As the mullulin or glycoside thereof according to the present invention, an aqueous extract of mangosteen peel is preferable. In particular, those extracted with hot water at 60 to 100 ° C. are preferred. More preferably, it exists in the range of 70-100 degreeC.
Fibroblast growth promoter The growth promoter of the present invention can promote the growth of fibroblasts and promote the production of collagen and hyaluronic acid.
The growth promoter of the present invention contains an aqueous extract of mangosteen peel and hyaluronic acid as active ingredients. In addition, the growth promoter of the present invention also contains macululin or a glycoside thereof, polyphenol, and hyaluronic acid as active ingredients. Examples of such polyphenols include epicatechin, catechin, and procyanidin. As such polyphenol, a commercially available product can be used, or a product extracted from a plant by a usual method can be used.
The growth promoting agent of the present invention is prepared by mixing the components obtained as described above and mixing them with a raw material that can be used as it is or as a carrier, and then in various forms such as powder, lump, and liquid by conventional methods. It can manufacture by processing.
The content of the water extract of mangosteen peel in the growth promoter of the present invention is not particularly limited. For example, 0.01% by weight (hereinafter simply referred to as “%”) or more is suitable, and preferably 0.05 Within the range of ~ 50%. In addition, the content of makullin or a glycoside thereof in the growth promoter of the present invention is not particularly limited, but for example, it is suitably in the range of 0.0001 to 50%, preferably 0.001 to 10%. Within range. The blending ratio of muculin or its glycoside and polyphenol in the growth promoter of the present invention is not particularly limited, but is in the range of 1: 1 to 1: 100 as a weight ratio (macklin or its glycoside: polyphenol, the same shall apply hereinafter). The inside is preferable, and the range of 1: 5 to 1:20 is more preferable.
In addition, the mixing ratio of muculin or its glycoside and polyphenol or hyaluronic acid is not particularly limited, but the weight ratio is 1: 1: 10 to 1: 100: 10000 (macklin or its glycoside: polyphenol: hyaluronic acid. Within the range of 1: 5: 100 to 1: 20: 1000, more preferably.
The growth promoting agent of the present invention may optionally contain a pharmaceutically or food acceptable additive. Examples of such additives include binders, disintegrants, lubricants, dispersants, suspending agents, emulsifiers, buffers, antioxidants, excipients, surfactants, UV inhibitors, and sequestering agents. , Thickeners, preservatives, antibacterial agents, moisturizers, and pigments, and one or more of these can be used.
The growth-promoting agent of the present invention can be appropriately prepared in dosage forms such as tablets, powders, granules, capsules, solutions, syrups, drop tablets, tonics, lotions, ointments, creams and the like by conventional methods.
The intake of the growth promoter of the present invention varies depending on the symptoms, dosage form, age of the administration subject, body weight, etc., but is usually 0.01 per day per adult as the weight of the extract or the growth promoter of the present invention. It is appropriate to be within the range of ˜100 g, preferably within the range of 0.03 g to 60 g, and as the weight of muculin or its glycoside, it is appropriate to be within the range of 0.01 mg to 10 g. Although it is preferable to be within the range of 0.03 mg to 5 g, it is not necessarily limited to this range. Such daily intake may be taken once, or may be taken divided into 2 to 4 times.

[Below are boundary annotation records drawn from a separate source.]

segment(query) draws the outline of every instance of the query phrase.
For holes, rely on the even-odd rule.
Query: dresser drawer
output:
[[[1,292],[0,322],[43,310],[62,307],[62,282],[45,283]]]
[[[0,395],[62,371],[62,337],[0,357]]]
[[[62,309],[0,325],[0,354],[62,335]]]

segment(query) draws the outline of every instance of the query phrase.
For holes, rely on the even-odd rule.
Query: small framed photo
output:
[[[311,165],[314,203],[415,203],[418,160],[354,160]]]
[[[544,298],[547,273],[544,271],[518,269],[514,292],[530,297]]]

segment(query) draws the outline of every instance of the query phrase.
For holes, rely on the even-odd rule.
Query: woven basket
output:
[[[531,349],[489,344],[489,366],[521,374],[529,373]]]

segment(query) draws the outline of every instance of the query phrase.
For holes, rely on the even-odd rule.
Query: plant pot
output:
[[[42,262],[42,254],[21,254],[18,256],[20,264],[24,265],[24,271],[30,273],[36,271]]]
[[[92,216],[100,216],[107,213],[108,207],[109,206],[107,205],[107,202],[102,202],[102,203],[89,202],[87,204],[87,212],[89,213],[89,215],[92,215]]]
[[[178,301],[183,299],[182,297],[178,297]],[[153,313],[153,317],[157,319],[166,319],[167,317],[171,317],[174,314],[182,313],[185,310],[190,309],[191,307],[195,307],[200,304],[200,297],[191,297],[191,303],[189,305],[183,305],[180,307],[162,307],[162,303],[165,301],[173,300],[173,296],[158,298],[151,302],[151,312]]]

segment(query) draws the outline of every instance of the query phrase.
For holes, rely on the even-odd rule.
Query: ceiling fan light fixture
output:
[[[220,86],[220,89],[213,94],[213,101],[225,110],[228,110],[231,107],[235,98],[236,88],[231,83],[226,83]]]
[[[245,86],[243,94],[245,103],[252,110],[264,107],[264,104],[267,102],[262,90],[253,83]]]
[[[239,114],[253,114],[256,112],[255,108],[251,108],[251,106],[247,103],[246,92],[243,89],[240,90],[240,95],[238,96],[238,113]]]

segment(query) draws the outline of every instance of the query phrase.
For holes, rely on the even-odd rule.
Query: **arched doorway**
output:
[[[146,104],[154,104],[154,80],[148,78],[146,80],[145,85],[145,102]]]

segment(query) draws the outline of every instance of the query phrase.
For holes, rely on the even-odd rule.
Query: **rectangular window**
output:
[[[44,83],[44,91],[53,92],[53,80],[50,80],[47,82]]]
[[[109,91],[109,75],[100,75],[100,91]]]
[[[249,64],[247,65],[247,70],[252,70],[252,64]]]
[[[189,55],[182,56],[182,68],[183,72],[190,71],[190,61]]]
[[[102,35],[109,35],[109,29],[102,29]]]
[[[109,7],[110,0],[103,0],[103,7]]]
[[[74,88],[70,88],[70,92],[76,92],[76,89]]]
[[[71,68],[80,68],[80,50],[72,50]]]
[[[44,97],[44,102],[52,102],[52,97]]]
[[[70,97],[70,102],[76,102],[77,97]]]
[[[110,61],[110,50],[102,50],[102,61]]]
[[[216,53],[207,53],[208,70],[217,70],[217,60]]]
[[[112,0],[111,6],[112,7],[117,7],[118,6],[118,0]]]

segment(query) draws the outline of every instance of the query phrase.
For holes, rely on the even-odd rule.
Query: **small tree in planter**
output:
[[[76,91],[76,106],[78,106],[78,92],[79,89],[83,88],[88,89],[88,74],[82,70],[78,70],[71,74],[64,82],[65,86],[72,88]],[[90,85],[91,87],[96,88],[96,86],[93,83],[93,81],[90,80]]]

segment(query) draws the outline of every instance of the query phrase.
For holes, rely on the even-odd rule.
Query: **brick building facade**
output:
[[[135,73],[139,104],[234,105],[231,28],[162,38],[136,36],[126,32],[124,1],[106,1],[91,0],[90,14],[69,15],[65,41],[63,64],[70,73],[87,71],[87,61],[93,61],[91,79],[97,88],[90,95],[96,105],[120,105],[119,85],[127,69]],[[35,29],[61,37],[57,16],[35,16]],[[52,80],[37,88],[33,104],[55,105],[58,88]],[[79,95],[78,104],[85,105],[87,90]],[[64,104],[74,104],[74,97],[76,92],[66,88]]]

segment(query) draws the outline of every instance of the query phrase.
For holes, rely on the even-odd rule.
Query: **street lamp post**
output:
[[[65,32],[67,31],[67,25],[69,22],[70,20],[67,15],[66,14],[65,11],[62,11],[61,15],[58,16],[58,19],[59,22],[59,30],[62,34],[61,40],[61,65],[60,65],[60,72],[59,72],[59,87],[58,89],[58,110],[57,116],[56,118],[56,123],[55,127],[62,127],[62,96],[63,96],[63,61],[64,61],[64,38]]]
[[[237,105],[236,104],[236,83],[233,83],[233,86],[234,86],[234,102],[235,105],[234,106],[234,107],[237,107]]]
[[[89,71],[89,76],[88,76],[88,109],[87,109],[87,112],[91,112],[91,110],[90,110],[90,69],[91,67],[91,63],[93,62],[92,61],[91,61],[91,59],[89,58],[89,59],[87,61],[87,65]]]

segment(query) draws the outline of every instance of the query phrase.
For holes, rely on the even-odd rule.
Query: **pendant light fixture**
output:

Hereinafter, the present invention will be described in more detail with reference to examples and test examples. However, it goes without saying that the present invention is not limited to the following examples.
Example 1 Isolation of McLurin Glycoside 1.5 kg of dried mangosteen peel was packed into a φ13.5 cm × 60 cm stainless steel column with a 100 mesh filter attached to the bottom, hot water was added from above, and from below The extract was collected at a rate of 3 liters per hour. A solution concentrated with a concentrator (RVT-T, manufactured by HISAKA WORKS LTD) until a solid content (Brix) of 25% is placed in a tray, and a freeze dryer (RLEII-103, Nissei ( What was dried in (made by Co., Ltd.) was pulverized with a blender to obtain a powdered mangosteen hot water extract.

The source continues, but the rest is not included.